Vitamins B₁₂, B₇ and B₁ auxotrophy in microalgae

As pointed out recently [115], microalgae can be auxotrophs for the vitamins B₁₂, B₇ and B₁. Among 306 microalgal species surveyed [116], more than half required vitamin B₁₂ (cobalamin), while 22% required B₁ (thiamine) and 5% required B₇ (biotin), revealing that auxotrophy is shared by many species from unrelated classes (e.g., dinophyceae, raphidophyceae, bacillariophyceae, cryptophyceae and prymnesiophyceae). For instance, Gymnodinium brevis requires all three vitamins whereas Gymnodinium spendens requires only vitamin B₁₂ [1]. Auxotrophy for B₁₂ is ubiquitous in the haptophyte lineage [117], as in the coccolithophore Emiliania huxleyi [118], while a high variability is noteworthy in other classes. Some species can overcome B₁₂ limitation in the environment thanks to a B₁₂-independent methionine synthesis enzyme (e.g., Chlorella sp. NC64A, Phaeodactylum tricornutum CCAP1055/1, Ectocarpus siliculosus Ec32; (Katherine E [119]). Some microalgae (e.g., cyanobacteria, (Katherine Emma [120, 121]) are able to synthetize pseudocobalamin, which can be transformed into vitamin B₁₂, the latter being more bioavailable (Katherine Emma [120, 121].

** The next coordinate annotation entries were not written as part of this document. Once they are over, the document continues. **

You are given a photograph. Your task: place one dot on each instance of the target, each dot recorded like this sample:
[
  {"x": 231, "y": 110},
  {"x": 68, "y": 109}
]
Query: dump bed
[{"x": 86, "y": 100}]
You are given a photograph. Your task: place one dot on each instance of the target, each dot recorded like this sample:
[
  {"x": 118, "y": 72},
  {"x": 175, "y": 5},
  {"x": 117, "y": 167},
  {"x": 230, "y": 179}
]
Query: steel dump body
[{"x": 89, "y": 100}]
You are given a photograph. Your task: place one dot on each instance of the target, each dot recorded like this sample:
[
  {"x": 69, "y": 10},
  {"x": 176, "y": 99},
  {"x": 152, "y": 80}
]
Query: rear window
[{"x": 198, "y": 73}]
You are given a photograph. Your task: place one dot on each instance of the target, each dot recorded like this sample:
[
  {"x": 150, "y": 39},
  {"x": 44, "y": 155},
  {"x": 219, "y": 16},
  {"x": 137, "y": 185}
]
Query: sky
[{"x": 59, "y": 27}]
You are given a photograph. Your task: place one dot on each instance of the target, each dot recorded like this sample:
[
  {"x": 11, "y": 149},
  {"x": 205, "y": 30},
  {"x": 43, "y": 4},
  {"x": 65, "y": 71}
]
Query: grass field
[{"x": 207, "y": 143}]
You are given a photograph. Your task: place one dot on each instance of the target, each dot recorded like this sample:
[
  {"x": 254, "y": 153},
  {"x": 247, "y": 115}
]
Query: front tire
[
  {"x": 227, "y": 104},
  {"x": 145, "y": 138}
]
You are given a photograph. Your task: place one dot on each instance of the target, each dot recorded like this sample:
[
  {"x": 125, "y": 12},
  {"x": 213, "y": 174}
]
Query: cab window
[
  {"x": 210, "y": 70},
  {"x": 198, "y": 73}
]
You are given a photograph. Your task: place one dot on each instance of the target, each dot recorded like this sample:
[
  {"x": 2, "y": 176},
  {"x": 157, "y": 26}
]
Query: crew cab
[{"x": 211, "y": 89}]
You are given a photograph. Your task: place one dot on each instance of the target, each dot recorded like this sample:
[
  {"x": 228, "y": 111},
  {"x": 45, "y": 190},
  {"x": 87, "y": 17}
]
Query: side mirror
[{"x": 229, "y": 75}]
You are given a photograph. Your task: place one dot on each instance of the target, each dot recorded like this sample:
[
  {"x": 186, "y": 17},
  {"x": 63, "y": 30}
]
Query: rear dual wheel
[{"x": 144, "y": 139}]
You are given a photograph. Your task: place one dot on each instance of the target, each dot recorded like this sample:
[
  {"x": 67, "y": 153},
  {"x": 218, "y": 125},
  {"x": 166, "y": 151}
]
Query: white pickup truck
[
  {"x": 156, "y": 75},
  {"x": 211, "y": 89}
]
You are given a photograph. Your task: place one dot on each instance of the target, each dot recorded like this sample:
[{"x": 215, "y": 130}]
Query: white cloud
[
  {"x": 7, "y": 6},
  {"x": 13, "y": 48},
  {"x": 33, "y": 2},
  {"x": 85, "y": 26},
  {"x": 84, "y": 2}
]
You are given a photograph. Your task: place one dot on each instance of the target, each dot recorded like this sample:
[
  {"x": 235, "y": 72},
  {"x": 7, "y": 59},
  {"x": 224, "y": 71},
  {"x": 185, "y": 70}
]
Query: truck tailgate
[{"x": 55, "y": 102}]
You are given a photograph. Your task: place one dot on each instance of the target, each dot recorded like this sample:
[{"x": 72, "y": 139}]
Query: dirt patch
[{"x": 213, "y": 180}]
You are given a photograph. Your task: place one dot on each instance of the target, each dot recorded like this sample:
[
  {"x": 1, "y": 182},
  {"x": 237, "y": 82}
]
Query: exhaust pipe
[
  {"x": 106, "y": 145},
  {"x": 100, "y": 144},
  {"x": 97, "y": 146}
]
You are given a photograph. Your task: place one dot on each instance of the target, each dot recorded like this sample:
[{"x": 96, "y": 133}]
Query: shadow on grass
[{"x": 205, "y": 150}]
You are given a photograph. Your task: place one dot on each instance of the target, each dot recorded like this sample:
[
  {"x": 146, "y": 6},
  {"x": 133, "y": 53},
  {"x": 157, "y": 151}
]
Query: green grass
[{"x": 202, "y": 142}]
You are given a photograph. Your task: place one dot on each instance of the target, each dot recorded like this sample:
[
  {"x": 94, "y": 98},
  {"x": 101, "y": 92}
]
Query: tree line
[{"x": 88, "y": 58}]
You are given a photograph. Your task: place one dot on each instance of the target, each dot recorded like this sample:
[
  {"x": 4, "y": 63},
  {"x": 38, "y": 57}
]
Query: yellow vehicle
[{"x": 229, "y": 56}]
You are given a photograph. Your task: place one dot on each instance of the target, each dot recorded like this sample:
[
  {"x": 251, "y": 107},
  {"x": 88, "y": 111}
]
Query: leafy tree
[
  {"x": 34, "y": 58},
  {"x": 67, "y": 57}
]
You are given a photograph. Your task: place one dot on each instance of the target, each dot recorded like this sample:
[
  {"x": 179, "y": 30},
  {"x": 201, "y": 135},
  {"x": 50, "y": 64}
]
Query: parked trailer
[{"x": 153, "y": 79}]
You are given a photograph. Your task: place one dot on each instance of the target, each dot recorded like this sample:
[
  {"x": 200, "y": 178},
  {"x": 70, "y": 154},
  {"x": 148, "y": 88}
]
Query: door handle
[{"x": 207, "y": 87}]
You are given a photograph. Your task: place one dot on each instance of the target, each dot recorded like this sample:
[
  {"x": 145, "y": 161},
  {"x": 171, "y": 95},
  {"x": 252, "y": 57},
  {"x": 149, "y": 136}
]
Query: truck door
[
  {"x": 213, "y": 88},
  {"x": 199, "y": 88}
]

Vitamin B₁ auxotrophy is diffused in marine microalgae [122], e.g. 80% of prymnesiophytes [1, 123] although with a lower percentage in diatoms [123]. Interestingly, thiamine biosynthesis in some microalgae (e.g., Chlamydomonas reinhardtii) can be induced and even regulated thanks to a riboswitch process regarding the gene encoding for the enzymes involved in thiamine biosynthesis [124] activated by the presence of thiamine in the environment. Microalgae can therefore become performant producers of thiamine [47].

Although some algae are auxotrophs for biotin, the ability to produce this molecule is transversally present in diverse microalgal classes, as shown by a genome-wide analysis performed on 14 photosynthetic microalgae (10 Chlorophyta, 1 Rhodophyta; 1 Haptophyta and 2 Heterokontophyta) that revealed the presence of a bifunctional enzyme involved in vitamin B₇ (biotin) production [125].

Vitamins and human health

Although vitamins are not structural components, and required by cells in low amount, they are essential for life, growth and development. Vitamins participate to cell homeostasis and to anabolic pathways as enzymatic cofactors. Humans are not able to endogenously synthesize adequate concentrations of vitamins for the normal physiological functions requiring their exogenous intake through foods and dietary supplements. Indexes such as Adequate Intakes (AI) and Recommended Dietary Allowances (RDA) were provided (Table 7; modified from [126]).

Table 7.

Recommended Dietary Allowances (RDA) and Adequate Intakes (AI, values with *)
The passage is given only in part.